Inspect distribution of sequence lengths

table(nchar(getSequences(seqtab)))
Output :
292 293 294 295 296 297 301 305
1 3 1865 4119 305 3345 1 2

seqtab.nochim <- removeBimeraDenovo(seqtab, method="consensus", multithread=FALSE, verbose=TRUE)
dim(seqtab.nochim)
sum(seqtab.nochim)/sum(seqtab)

Output:
13 1431
0.5271426

getN <- function(x) sum(getUniques(x))
track <- cbind(out, sapply(dadaFs, getN), sapply(dadaRs, getN), sapply(mergers, getN), rowSums(seqtab.nochim))

colnames(track) <- c("input", "filtered", "denoisedF", "denoisedR", "merged", "nonchim")
rownames(track) <- sample.names
head(track)

Output:
input filtered denoisedF denoisedR merged nonchim
Bac18-041119-F2-R22_S233_L001_R1_001.fastq.gz 25548 24682 24185 23374 21075 13273
Bac18-041119-F2-R23_S249_L001_R1_001.fastq.gz 28864 28044 27416 26477 22356 18298
Bac18-041119-F2-R24_S265_L001_R1_001.fastq.gz 3323 3167 3085 3024 2440 2300
Bac18-041119-F3-R13_S74_L001_R1_001.fastq.gz 20947 19977 19558 19489 18377 10665
Bac18-041119-F3-R14_S90_L001_R1_001.fastq.gz 29165 28268 27616 27432 25183 12378
Bac18-041119-F3-R16_S122_L001_R1_001.fastq.gz 32142 31383 31061 30701 29621 15933

I think most of the reads are lost in removing chimera around 50%. What steps should I take to avoid so much loss of my reads in chimera removal.

Can someone please help.

Thank you so much!

jwdebelius · March 9, 2020, 11:00am

Hi @pbaranw,

Welcome to the :qiime2: forum. I've reclassified with as "other tools|" since we primarily support q2-dada2 rather than the R version.

Best,
Justine

Mehrbod_Estaki · March 9, 2020, 10:48pm

Hi @pbaranw,

The usual suspects come to mind here. A) Have you removed all your primers + all non-biological sequences from your reads before running dada2? B) Are your samples from a low-biomass source, or the ratio of host:microbial DNA is too high? These can often lead to excessive chimeras. C) How do the these "chimeric" reads look like? You can try blasting some of them to see. D) If you think real reads are being discarded as chimeric you can increase the minFoldParentOverAbundance parameter to say 4 or 8 and see if that helps.

pbaranw · March 11, 2020, 5:43pm

Hello @Mehrbod_Estaki

Thank you for the reply!

I am not sure whether I removed the primers are not. But I used the following command.

out <- filterAndTrim(fnFs, filtFs, fnRs, filtRs, truncLen=c(200, 200),
maxN=0, maxEE=c(2,2), truncQ=2, rm.phix=TRUE,
compress=TRUE, multithread= FALSE) # On Windows set multithread=FALSE

head (out)

and I got the following result

                                                                                  reads.in    reads.out

Bac18-041119-F2-R22_S233_L001_R1_001.fastq.gz 25548 24682
Bac18-041119-F2-R23_S249_L001_R1_001.fastq.gz 28864 28044
Bac18-041119-F2-R24_S265_L001_R1_001.fastq.gz 3323 3167
Bac18-041119-F3-R13_S74_L001_R1_001.fastq.gz 20947 19977
Bac18-041119-F3-R14_S90_L001_R1_001.fastq.gz 29165 28268
Bac18-041119-F3-R16_S122_L001_R1_001.fastq.gz 32142 31383

Do you think my primers are removed through this step?

The quality plot for forward (R1) and reverse reads (R2) are as follows

The quality is looks okey to me so I trimmed at 200 position for both R1 and R2. I thought this method will trim the primer sequences also.

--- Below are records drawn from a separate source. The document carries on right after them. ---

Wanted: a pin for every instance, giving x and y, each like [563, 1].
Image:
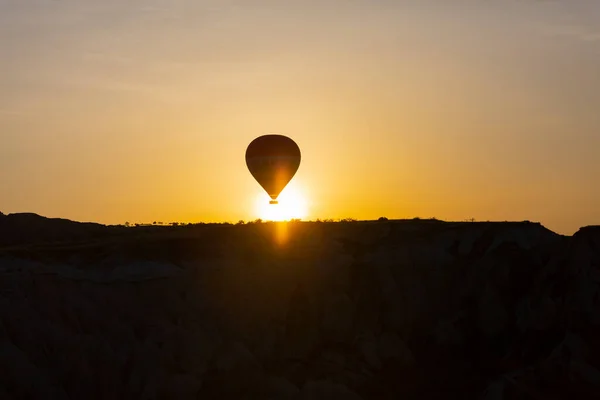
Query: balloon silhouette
[273, 161]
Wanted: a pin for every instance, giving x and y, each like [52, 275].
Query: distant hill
[27, 228]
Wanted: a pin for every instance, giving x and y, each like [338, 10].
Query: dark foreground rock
[359, 310]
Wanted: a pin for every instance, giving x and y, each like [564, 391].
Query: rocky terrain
[306, 310]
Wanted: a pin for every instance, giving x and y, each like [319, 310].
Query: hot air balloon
[273, 161]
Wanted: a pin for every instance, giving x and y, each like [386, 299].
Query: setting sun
[292, 204]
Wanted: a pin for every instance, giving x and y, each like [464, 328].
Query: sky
[141, 111]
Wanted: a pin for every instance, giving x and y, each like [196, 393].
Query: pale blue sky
[141, 110]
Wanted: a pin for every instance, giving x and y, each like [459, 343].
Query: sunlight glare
[292, 204]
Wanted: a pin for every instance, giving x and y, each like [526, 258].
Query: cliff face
[306, 311]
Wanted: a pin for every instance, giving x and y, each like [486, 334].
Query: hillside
[305, 310]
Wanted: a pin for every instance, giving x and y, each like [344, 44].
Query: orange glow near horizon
[120, 111]
[292, 204]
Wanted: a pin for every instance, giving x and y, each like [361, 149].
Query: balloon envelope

Mehrbod_Estaki · March 11, 2020, 8:43pm

Hi @pbaranw,
Assuming you are following the DADA2 online tutorial, have a look at the very first section:

Starting point

This workflow assumes that your sequencing data meets certain criteria:

Samples have been demultiplexed, i.e. split into individual per-sample fastq files.

Non-biological nucleotides have been removed, e.g. primers, adapters, linkers, etc.

So based on that 2nd line we see that you need to remove these before DADA2, meaning DADA2 itself is not doing this.
You can use a tool like cutadapt in Qiime2 to remove these, if they are in fact still in your reads. You can take a look through your fastq files to see if these have been removed or not. Use a command like zcat myfilename.fastq.gz | head to look through the first few lines.

system · April 12, 2020, 2:43am

This topic was automatically closed 31 days after the last reply. New replies are no longer allowed.